Australian Regulator Sues Amex Over Alleged ’Design And Distribution’ Failures

December 15, 2022
The Australian Securities and Investments Commission has filed a civil penalty action against American Express (Amex) accusing the card giant of knowingly violating Australia’s "design and distribution" rules.

The Australian Securities and Investments Commission (ASIC) has filed a civil penalty action against American Express (Amex) accusing the card giant of knowingly violating Australia’s "design and distribution" rules.

In the complaint filed in Federal Court in News South Wales, ASIC alleges that Amex’s Australian subsidiary knowingly promoted two of its co-branded cards to an inappropriate target market.

This allegation, which relates to Australia’s design and distribution obligations (DDOs), is combined with a second allegation that Amex failed to act on excessively high cancellation rates as required.

The co-branded credit cards named in the complaint are the David Jones Amex Card and the David Jones Amex Platinum Card.

David Jones is one of Australia’s oldest and largest department store brands, and it began offering the Amex and Amex Platinum cards in 2008 and 2012 respectively.

Despite the cards’ many years on the market, the complaint refers only to the period between October 2021 and July 2022, during which ASIC alleges that Amex wrongfully issued almost 15,000 new cards.

According to ASIC, under the DDOs of the 2001 Corporations Act, Amex is required to make a target market determination (TMD) before offering the cards to consumers.

ASIC said a TMD must describe the class of retail clients that comprises the target market, and must specify any conditions and restrictions on retail product distribution.

In addition, a TMD must specify events and circumstances that would reasonably suggest that the determination is no longer appropriate. Together, these are known as “distribution conditions” and “review triggers”.

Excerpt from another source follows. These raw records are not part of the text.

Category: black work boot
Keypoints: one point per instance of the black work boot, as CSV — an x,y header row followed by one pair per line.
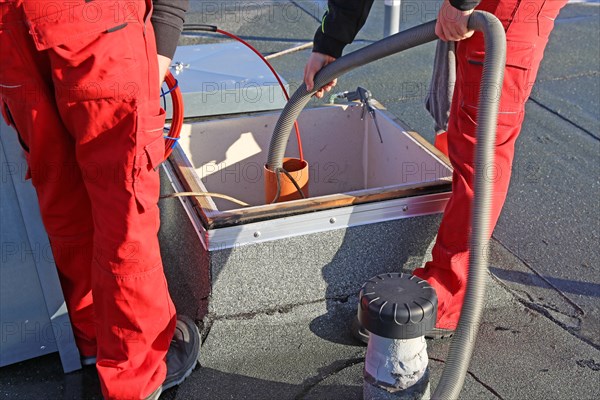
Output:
x,y
182,355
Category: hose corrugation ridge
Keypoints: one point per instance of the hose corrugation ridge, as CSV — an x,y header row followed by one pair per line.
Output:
x,y
463,342
393,44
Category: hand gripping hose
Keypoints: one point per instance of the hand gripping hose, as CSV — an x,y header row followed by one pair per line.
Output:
x,y
462,346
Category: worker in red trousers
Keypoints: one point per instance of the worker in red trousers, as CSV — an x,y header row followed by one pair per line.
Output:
x,y
80,82
528,24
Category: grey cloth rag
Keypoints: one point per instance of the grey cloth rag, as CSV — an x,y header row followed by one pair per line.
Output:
x,y
439,95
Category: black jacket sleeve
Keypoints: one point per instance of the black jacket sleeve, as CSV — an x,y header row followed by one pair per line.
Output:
x,y
340,25
344,18
167,20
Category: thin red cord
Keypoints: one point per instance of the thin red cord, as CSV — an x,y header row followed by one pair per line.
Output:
x,y
287,97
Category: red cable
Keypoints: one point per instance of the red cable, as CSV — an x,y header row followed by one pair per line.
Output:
x,y
177,98
287,97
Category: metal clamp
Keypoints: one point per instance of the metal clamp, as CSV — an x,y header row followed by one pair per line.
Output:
x,y
365,97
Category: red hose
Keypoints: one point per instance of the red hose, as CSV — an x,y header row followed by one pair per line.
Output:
x,y
177,98
177,117
287,97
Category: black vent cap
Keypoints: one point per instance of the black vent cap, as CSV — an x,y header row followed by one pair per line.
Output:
x,y
397,306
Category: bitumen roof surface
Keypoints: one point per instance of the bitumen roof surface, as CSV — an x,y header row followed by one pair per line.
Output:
x,y
540,333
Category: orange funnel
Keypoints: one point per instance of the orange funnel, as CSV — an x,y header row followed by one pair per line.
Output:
x,y
298,169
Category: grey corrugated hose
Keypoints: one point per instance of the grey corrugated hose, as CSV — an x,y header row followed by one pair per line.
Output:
x,y
463,342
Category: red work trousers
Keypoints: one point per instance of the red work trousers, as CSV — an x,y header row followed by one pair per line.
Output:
x,y
528,24
79,83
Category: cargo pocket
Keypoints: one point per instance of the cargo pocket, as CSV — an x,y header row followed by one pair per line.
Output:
x,y
90,47
150,154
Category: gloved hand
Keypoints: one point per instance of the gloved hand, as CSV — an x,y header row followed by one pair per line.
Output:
x,y
315,62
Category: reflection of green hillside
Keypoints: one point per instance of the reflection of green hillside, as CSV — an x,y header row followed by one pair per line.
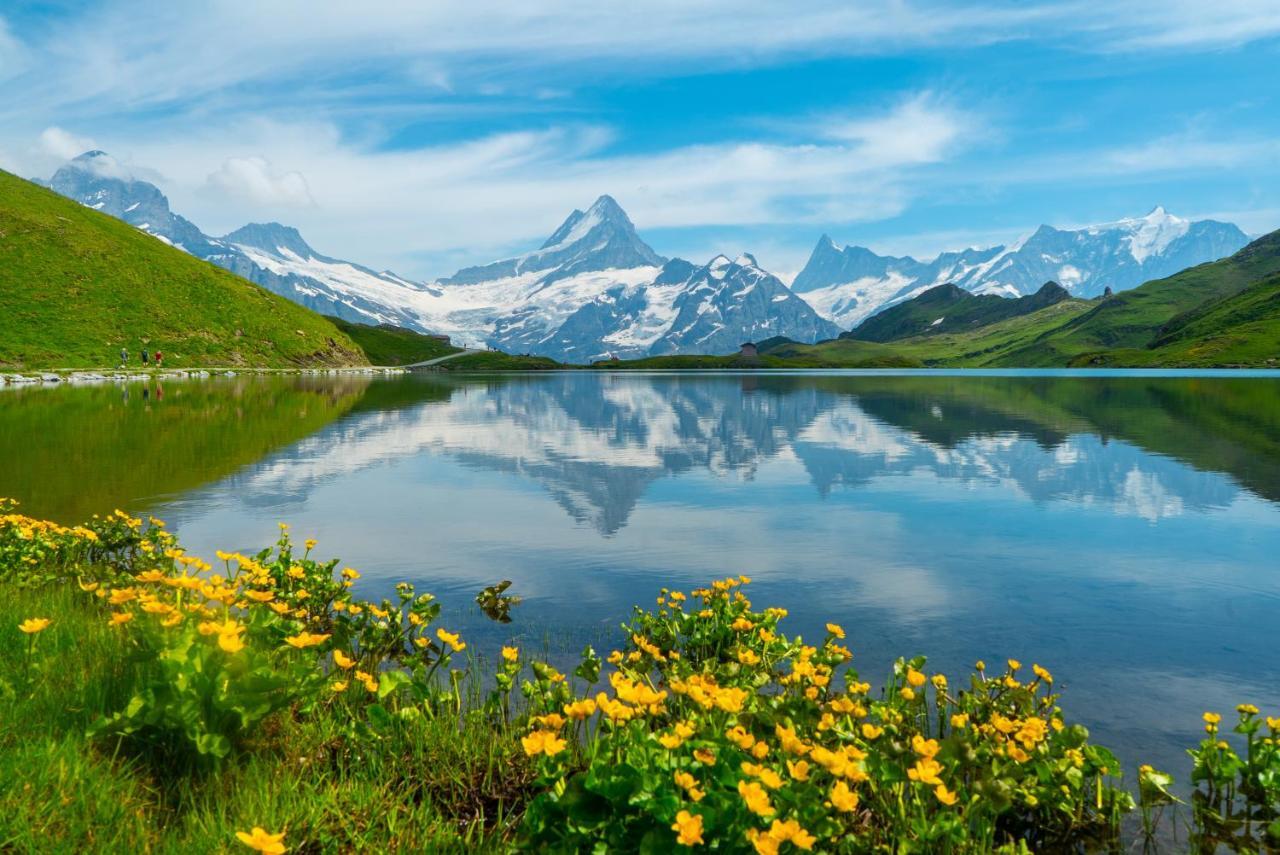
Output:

If a card issuer becomes aware of a review trigger, it must stop issuing the card within ten business days, and issuance must not be resumed until a full review of the relevant TMDs is completed.

In the first instance, ASIC alleges that Amex failed to limit issuance of the card to consumers who wanted to purchase on credit while earning points and benefits, as per its own TMDs.

ASIC added that between 80 and 90 percent of all David Jones Amex cards were applied for in-store, but there were clear signs that consumers applying through this channel were unaware of the nature of the product.

“Amex knew some consumers were confused about whether they had applied for a loyalty card or a credit card, and that this was a circumstance that indicated the TMDs were not appropriate and required Amex to review the TMD and stop issuing the credit cards,” said ASIC.

Secondly, ASIC alleges that Amex was aware that cancellation rates for cards that were applied for in-store were “significantly higher” than those applied for online, yet failed to act on this signal.

In the period from October 2020 to October 2021, monthly cancellation rates for cards that were applied for in-store ranged from 31 to 61 percent.

In contrast, over the same period, monthly cancellation rates for cards applied for online ranged from 10 to 32 percent.

In around August 2021, Amex set a target cancellation rate of 35 percent for the cards, but this target continued to be surpassed, sometimes significantly so.

Up until October 2021, for example, two David Jones stores saw cancellation rates of more than 80 percent.

During this period, ASIC notes that Amex was aware that one of the “key reasons” for the high in-store cancellation rates was that consumers did not understand that they were applying for a credit card rather than a loyalty card.

This was further emphasised in February 2022, when David Jones informed Amex that, during the previous month, cancellation rates for cards applied for in-store were over 55 percent, more than double the cancellation rate for cards applied for online.

In response, Amex and David Jones held working group meetings to “identify opportunities to reduce the cancellation rates” and to respond to complaints.

However, during the same period, Amex continued to issue the David Jones cards, despite one of its review triggers being “abnormal cancellation rates”.

Amex’s defence, as described by ASIC in the complaint, appears to rest on the fact that the cards had been on the market for so many years that Amex had failed to update its “key eligibility criteria” in the face of shifting market dynamics.

“Product providers must monitor and review whether consumers are receiving products consistent with their needs, and cannot bring a ‘set-and-forget mindset’ to product governance,” said Sarah Court, deputy chair at ASIC.

“It is critical that providers respond to poor outcomes they identify by making changes.”

Prior to the Amex complaint, Court said that ASIC has now taken multiple actions under Australia’s design and distribution regime, including issuing more than 20 interim stop orders.

“This regime turned a new page in the regulation of financial products in Australia, and is intended to deliver better outcomes for consumers,” she said.

“It is a priority for ASIC to maximise these increased protections and see the long-term benefits of the DDO regime realised.”

In a statement shared with VIXIO, a spokesperson for Amex said: "American Express takes any allegations made by ASIC seriously, and will continue to cooperate with ASIC in relation to this matter."